Justice Alexandre de Moraes, in a ruling announced late on Wednesday, maintained the suspension of a 2017 decree that had authorized the reduction in the size of the Jamanxim National Forest, where the federal government had planned for the railroad to pass, according to a copy of the ruling.
The railway, which stretches almost 1,000 kilometer (621.37 miles) and is considered strategic to move soybeans and corn more efficiently to export markets, would reduce reliance on roads but also affect local communities in northern Brazilian states like Mato Grosso and Para.
Indigenous Kayapo communities who live near the park welcomed the decision after demonstrators at the court on Wednesday carried signs urging it to declare the decree unconstitutional and consult with indigenous communities.
A lawyer for the Kayapo, Melillo Dinis, said the ruling was a victory for the indigenous communities because they had not been consulted on the railway project and new studies would take into account the impact on their lives.

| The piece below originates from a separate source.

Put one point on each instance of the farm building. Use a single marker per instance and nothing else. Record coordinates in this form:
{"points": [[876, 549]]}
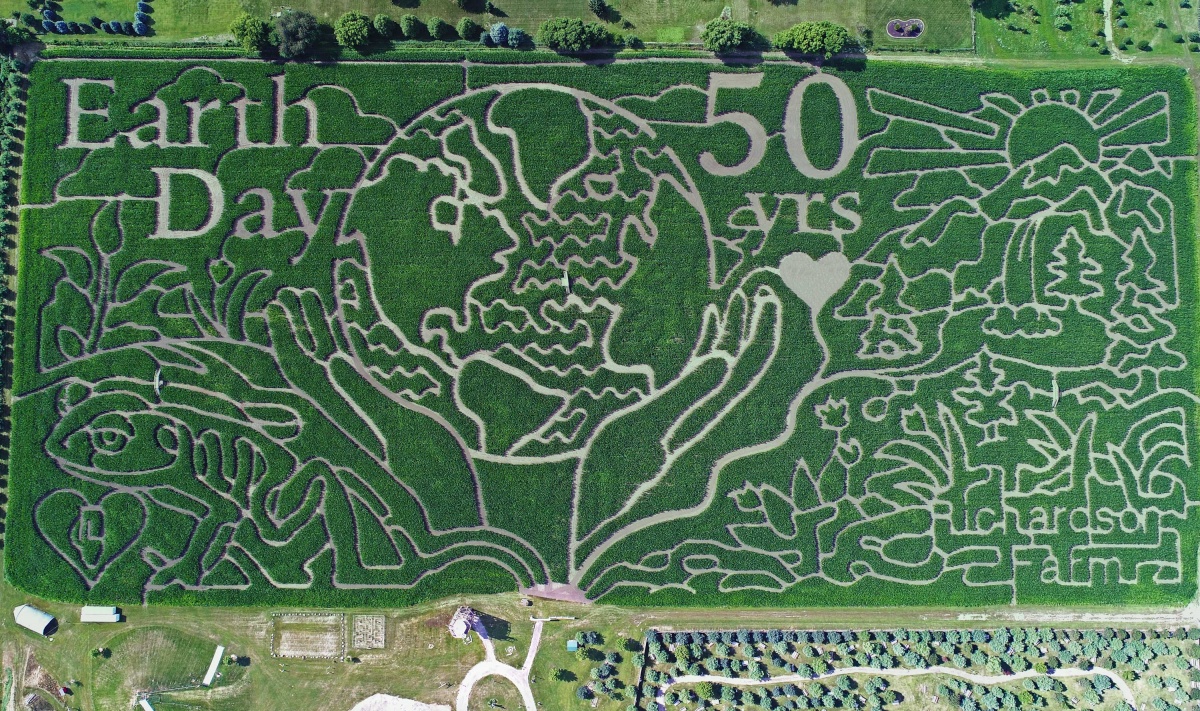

“From now on these studies should be carried out in a serious and socio-environmentally committed way,” he told Reuters.
The decision restores the original boundaries of the Jamanxim area, said Andre Maimoni, the attorney for PSOL, a leftist political party that brought the case before the Supreme Court, asking it to rule against the decree.
Speaking by phone, the lawyer said the government would now be expected to seek formal congressional approval if it decides to move forward with the railroad project, and it passes through conservation areas and impacts Indigenous territories.
“Moraes’ decision can be considered a victory, as it maintains the minimum requirements for approval of a large project like Ferrograo in terms of obtaining environmental licenses and respecting the rights of the communities affected by it,” Maimoni said.